High-fat, Junk Food Diet Impairs Adolescent Brain Growth

0
Junk food
Lightspring | Shutterstock.com

Most people understand that eating junk food regularly is detrimental to one’s health. According to a new study by ETH Zurich and the University of Zurich, a diet too high in fat can disrupt brain development in young people. Scientific studies have many times called the consumption of junk food a genuine public health problem. Many times, their findings were indeed alarming. Nevertheless, high-fat fast-food chains continue to provide the brunt of many American’s diet. Even grocery stores are stocked with candy, chips, and other junk foods.

Junk foods are meant to attract young people in particular. They are loaded with sugar, salt, saturated fats, and seasonings designed to please the taste buds. Additionally, flashy packaging makes junk food easy to spot. They are easy to unpack, simple to prepare, and in many cases are ready to consume immediately. But these foods also often come with nutrient-barren substances like chemical colorings, flavor enhancers and preservatives.

“As in humans,” said Professor Urs Meyer from ETH Zurich, “the prefrontal cortex in mice matures mainly during adolescence.”

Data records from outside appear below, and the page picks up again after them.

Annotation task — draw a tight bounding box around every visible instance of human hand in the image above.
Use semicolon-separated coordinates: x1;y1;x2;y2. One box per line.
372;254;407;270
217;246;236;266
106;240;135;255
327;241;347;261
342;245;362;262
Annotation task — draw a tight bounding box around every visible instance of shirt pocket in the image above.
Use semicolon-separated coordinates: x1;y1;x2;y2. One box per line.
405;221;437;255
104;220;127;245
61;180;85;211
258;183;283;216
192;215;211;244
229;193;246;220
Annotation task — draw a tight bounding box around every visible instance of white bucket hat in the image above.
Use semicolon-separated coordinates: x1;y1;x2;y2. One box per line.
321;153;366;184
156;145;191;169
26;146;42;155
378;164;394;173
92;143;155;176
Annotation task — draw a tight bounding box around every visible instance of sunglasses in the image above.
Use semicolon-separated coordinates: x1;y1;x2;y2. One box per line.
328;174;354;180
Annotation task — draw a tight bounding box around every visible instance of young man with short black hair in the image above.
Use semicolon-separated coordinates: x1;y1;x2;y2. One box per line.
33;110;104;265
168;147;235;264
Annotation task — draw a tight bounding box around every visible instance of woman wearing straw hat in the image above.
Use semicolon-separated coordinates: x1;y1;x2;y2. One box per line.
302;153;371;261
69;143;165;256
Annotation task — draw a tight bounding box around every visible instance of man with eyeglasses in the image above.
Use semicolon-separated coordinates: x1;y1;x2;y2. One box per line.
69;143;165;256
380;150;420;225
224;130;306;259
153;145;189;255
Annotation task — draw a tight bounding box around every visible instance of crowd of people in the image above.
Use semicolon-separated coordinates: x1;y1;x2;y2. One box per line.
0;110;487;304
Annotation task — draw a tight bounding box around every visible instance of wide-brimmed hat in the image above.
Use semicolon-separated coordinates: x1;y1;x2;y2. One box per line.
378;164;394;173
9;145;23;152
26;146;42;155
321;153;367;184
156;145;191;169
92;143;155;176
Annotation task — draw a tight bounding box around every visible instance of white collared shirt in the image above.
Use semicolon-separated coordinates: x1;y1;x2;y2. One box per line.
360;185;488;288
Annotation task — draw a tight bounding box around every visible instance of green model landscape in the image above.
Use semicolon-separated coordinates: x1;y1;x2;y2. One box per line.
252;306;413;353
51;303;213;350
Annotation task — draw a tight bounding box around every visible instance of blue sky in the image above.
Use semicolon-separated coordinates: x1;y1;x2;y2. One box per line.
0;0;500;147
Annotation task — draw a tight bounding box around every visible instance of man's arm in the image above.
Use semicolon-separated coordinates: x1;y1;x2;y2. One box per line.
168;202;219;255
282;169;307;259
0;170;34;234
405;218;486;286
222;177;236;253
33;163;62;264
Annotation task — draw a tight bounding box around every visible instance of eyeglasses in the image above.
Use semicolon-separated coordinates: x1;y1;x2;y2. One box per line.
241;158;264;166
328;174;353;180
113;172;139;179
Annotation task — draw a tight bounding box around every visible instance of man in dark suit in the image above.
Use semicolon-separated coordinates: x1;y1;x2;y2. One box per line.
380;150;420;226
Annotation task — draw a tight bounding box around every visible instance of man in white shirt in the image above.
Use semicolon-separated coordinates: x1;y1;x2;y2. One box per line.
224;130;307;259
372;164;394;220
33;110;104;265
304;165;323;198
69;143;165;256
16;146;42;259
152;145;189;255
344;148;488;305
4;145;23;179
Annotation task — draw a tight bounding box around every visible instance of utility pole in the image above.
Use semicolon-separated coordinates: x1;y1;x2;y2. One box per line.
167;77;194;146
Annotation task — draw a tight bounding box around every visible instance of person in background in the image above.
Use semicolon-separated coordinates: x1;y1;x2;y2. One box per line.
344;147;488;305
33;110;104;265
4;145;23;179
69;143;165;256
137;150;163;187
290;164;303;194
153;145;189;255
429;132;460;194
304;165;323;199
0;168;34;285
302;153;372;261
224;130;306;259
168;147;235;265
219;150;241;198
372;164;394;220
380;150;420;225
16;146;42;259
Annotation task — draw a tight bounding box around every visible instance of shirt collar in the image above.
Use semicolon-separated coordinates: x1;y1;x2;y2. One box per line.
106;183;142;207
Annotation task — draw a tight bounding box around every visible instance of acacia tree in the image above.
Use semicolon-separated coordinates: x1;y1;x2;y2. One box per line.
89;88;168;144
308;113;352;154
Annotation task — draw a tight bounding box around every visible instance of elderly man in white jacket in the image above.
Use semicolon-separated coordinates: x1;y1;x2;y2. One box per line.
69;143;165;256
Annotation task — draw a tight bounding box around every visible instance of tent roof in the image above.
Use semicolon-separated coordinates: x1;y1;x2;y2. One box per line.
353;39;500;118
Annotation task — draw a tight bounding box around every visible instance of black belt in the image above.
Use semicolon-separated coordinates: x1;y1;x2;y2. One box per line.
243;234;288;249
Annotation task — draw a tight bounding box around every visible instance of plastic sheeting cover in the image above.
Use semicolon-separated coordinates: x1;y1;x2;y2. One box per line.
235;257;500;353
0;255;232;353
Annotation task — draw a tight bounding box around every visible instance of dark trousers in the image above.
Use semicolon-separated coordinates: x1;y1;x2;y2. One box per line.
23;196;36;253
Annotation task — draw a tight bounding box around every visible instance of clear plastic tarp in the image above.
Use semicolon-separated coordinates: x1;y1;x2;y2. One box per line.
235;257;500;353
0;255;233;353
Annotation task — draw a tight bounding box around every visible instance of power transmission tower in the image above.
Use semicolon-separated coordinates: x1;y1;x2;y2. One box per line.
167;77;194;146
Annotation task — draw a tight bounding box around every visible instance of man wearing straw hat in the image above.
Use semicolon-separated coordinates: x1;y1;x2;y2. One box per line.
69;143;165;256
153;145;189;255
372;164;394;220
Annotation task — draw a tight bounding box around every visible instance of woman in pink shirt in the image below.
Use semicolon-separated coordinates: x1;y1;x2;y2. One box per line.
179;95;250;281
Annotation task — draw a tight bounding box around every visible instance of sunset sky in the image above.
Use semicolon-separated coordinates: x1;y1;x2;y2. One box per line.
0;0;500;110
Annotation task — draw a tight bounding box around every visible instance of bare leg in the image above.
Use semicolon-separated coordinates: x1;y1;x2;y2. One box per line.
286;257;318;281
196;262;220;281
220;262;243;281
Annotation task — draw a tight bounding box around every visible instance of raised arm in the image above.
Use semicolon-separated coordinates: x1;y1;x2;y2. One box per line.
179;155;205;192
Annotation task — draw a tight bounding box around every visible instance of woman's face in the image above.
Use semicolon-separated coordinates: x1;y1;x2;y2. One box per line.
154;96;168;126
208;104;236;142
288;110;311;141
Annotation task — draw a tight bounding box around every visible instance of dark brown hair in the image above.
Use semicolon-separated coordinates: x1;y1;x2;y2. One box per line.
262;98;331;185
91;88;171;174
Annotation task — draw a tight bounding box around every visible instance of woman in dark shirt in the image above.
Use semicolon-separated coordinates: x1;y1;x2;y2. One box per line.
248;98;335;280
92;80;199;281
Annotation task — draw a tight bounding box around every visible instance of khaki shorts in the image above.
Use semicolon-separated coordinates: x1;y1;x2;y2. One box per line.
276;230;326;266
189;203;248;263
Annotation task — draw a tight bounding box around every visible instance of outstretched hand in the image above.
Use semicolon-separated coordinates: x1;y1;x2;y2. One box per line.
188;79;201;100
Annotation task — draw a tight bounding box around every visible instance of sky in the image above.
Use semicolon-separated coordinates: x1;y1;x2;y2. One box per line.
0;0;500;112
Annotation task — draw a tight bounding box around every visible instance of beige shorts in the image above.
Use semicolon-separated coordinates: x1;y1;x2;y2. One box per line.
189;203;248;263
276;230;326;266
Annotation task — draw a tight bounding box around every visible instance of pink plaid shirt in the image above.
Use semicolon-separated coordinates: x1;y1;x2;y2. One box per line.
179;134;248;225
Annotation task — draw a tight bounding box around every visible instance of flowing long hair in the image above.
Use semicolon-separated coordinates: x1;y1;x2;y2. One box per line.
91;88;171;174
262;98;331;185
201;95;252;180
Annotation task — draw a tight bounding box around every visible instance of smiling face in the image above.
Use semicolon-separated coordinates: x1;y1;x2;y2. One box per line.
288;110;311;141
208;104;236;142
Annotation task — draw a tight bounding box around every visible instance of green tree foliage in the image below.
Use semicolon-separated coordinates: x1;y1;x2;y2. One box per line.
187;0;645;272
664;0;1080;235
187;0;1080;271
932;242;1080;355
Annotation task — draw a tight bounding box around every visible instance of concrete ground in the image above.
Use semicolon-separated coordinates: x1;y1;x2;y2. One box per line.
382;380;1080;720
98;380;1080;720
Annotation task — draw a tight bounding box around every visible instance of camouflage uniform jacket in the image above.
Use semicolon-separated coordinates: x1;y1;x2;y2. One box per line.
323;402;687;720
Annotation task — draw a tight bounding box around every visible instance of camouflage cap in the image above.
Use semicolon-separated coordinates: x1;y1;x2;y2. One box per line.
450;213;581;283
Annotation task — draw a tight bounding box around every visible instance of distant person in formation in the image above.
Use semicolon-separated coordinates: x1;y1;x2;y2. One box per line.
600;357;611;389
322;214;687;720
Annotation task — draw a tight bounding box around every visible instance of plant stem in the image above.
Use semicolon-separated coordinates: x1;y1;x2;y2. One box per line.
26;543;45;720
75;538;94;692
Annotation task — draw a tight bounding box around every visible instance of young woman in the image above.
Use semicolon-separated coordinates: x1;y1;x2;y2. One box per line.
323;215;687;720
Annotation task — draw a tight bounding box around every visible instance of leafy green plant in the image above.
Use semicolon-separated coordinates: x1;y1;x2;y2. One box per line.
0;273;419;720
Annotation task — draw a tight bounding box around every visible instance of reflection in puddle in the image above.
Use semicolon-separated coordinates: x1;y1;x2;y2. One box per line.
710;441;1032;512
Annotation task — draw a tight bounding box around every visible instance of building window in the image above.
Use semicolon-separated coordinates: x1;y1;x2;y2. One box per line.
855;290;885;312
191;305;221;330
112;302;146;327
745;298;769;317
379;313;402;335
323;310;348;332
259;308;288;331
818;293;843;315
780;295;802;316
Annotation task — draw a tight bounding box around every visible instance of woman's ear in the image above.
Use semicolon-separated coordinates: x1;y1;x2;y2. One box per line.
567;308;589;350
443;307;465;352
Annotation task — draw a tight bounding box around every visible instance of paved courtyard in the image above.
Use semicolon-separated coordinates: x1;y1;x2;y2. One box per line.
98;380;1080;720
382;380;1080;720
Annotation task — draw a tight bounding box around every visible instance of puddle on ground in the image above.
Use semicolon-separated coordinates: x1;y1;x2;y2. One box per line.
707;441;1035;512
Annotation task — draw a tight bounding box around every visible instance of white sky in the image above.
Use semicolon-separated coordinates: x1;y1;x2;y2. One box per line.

High-fat Food Intake Leads to Cognitive Impairment in Adulthood

A team of researchers from the Swiss Federal Institute of Technology (ETH Zurich) and the University of Zurich discovered that a high-fat diet could impair brain maturation in teenagers.

Scientists found that juvenile mice fed a diet rich in saturated fats (butter, cured meats, and coconut oil) showed first signs of cognitive impairment after just one month. Adult mice fed normal food showed weight gain but no cognitive defects.

In their study, published in the journal Molecular Psychiatry, researchers stressed that the development of these cognitive disorders was largely dependent on the age of the subject consuming a high-fat diet.

Avoid Junk Food All the Way through Adolescence

Maturation of the prefrontal cortex takes place during adolescence. The results obtained in mice can be transposed to the human being because this maturation during adolescence is at work in both humans and mice at similar points in their development.

“As in humans,” said Professor Urs Meyer from ETH Zurich, “the prefrontal cortex in mice matures mainly during adolescence.”

In mice just as in humans, this part of the brain is peculiar in that it matures slower than other cerebral structures. Prefrontal cortex maturation is completed when adulthood begins. Before this time, this part of the brain is vulnerable to stress, infections, traumas, and even unbalanced diets.

Researchers didn’t specify a threshold of saturated fat in diets at which damage to the prefrontal cortex would occur. For the purposes of the study, the amount of saturated fat introduced to the mice was greatly exaggerated to produce the effects desired.

Nevertheless, they recommended that parents pay close attention to a child’s nutrition as well as adolescents should watch their fat intake closely.